Mi auguro che l’Agenzia contribuisca a velocizzare e rendere più incisivo tutto il processo che va dal sequestro, alla destinazione, all’effettivo riutilizzo dei beni, in particolare risolvendo le situazioni difficili: quel 30% di proprietà ancora abusivamente occupate, il 36% sottoposto a ipoteche bancarie e tutte le altre bloccate da vincoli di vario tipo. Questo purché disponga di strumenti e risorse adeguate, e di sedi operative su tutto il territorio nazionale, perché i beni confiscati sono numerosi anche al centro-nord.
La legge introduce delle novità anche per quanto riguarda la vendita dei beni sequestrati alla criminalità, tema sul quale Libera nei mesi scorsi ha sottolineato la pericolosità, per il rischio che i beni possano tornare nuovamente nelle mani delle mafie. Come le valuta?
Si tratta di novità indubbiamente positive. Primo perché affermano chiaramente che alla vendita va preferita in generale la strada del riutilizzo sociale. Poi perché aboliscono gli stretti limiti temporali oltre i quali, se non destinati, i beni dovevano essere per forza messi all’asta. Le nuove procedure introdotte hanno inoltre il doppio vantaggio di aumentare le possibilità di acquisto da parte di soggetti pubblici e no-profit e di diminuire il rischio di potenziali infiltrazioni mafiose. Infine, è scongiurato il pericolo di “svendita” dei beni, la cui base d’asta non potrà essere inferiore all’80% del valore stimato.
I tempi che vanno dal sequestro all’utilizzo dei beni, quando il percorso riesce a compiersi completamente, sono molto lunghi,superano anche i dieci anni. Quali sono a suo avviso le misure che potrebbero accelerare l’iter?
Come ho accennato, ad allungare i tempi sono cause diverse, e in tanti potrebbero contribuire a superarle con un gesto di responsabilità, a partire dalle banche. Poi certo il ruolo di coordinamento svolto dall’Agenzia sarà di grande aiuto, soprattutto se saprà avvalersi anche di competenze tecnico-economiche per selezionare e attuare con prontezza i progetti di riconversione dei beni. Infine resta prioritaria l’esigenza di un testo legislativo unico sulla confisca – per altro fra i 10 punti annunciati dal Governo in materia di antimafia – perché alla ristrutturazione realizzata con l’Agenzia serve un complemento sul piano normativo.
Più arresti e più sequestri di beni.

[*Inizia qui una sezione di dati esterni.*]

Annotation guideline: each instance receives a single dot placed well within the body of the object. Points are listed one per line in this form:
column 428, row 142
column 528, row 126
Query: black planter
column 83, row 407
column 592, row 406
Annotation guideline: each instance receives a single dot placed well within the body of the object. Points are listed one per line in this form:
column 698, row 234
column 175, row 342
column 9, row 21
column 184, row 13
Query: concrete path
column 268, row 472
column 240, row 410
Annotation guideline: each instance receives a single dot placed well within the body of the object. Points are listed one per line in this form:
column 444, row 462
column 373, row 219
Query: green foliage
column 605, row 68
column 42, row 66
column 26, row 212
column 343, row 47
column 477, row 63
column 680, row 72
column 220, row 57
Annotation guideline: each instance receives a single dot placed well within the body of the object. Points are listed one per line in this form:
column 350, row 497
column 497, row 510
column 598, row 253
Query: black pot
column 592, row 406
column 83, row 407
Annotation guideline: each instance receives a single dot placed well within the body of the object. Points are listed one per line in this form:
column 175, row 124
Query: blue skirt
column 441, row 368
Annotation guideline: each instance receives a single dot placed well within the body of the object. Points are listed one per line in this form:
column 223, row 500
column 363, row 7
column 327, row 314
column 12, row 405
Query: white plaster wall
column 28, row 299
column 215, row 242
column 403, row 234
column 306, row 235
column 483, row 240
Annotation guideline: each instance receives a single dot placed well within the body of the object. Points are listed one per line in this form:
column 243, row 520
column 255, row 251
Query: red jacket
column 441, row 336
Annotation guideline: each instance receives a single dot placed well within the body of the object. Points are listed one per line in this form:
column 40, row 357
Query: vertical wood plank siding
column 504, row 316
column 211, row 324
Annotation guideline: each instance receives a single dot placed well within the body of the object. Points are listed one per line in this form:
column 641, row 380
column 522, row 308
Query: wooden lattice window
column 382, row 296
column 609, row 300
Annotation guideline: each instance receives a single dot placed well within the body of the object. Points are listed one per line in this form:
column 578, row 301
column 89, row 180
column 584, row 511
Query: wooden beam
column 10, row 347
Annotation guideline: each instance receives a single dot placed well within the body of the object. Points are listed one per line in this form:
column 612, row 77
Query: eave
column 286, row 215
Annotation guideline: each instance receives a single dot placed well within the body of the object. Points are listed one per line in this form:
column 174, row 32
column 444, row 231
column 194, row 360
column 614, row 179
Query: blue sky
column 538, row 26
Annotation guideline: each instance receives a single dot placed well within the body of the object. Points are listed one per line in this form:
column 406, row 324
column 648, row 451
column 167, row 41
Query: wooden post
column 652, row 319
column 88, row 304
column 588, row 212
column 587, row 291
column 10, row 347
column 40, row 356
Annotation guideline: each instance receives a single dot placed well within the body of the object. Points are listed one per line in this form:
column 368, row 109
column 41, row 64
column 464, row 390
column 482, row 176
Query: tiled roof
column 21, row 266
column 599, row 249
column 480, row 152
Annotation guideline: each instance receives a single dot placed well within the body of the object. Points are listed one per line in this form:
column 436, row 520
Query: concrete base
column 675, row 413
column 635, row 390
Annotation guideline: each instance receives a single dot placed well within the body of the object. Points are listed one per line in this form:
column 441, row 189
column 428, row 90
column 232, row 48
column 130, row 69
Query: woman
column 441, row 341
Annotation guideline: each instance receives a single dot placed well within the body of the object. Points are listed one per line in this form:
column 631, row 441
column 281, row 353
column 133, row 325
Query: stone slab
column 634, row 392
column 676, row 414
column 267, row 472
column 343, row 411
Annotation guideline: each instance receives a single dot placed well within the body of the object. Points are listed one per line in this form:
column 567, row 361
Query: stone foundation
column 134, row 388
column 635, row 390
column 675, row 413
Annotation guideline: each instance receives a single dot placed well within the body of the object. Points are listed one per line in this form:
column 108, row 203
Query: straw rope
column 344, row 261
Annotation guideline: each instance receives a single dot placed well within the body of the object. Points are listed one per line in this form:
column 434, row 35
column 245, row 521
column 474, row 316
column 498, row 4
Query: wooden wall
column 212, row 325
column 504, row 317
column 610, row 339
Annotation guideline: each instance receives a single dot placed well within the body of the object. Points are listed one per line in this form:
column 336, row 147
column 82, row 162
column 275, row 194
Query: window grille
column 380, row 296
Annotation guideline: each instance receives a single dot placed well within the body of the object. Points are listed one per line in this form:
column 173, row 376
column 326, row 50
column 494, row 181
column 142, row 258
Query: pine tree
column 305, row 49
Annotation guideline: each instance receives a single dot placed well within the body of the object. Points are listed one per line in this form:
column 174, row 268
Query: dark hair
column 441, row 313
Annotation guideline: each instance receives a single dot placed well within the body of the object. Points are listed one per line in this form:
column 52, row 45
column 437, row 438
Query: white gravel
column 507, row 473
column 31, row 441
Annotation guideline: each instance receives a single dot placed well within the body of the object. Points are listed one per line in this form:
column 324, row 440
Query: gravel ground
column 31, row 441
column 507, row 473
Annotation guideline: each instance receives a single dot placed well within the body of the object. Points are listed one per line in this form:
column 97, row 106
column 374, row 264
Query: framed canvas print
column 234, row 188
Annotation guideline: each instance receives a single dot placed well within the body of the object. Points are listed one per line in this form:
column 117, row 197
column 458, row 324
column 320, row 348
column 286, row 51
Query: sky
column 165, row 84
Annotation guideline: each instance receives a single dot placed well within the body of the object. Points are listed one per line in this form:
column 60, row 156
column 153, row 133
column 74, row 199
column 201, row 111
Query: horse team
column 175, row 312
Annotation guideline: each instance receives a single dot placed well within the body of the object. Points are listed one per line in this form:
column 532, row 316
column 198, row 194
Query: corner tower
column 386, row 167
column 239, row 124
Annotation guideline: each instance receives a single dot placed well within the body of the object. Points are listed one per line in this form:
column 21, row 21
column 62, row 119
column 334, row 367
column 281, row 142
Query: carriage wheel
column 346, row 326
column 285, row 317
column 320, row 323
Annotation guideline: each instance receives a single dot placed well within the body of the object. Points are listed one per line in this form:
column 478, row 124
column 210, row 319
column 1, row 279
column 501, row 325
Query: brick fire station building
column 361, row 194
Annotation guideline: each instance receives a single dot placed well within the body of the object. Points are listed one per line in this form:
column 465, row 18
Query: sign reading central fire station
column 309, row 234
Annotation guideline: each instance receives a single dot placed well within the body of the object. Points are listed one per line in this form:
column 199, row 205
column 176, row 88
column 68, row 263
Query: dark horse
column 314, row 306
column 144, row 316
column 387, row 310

Ci sono altre strade da percorrere, mi riferisco a interventi normativi, culturali, educativi, politici, da mettere in campo per un contrasto più efficace alla criminalità organizzata?
Certamente. Non possiamo pensare che la lotta al crimine organizzato sia un compito solo dei magistrati e delle forze di polizia. È una responsabilità che ci chiama in causa tutti: dalla politica all’economia, dal mondo della scuola e dell’informazione fino ai singoli cittadini. Servono percorsi educativi per estirpare le radici culturali del crimine, servono politiche sociali che garantiscano i diritti e l’occupazione, e serve anche maggiore etica nei comportamenti individuali, perché le mafie si nutrono dell’illegalità diffusa, delle piccole e grandi corruzioni, della tendenza a privilegiare l’interesse privato a scapito di quello pubblico.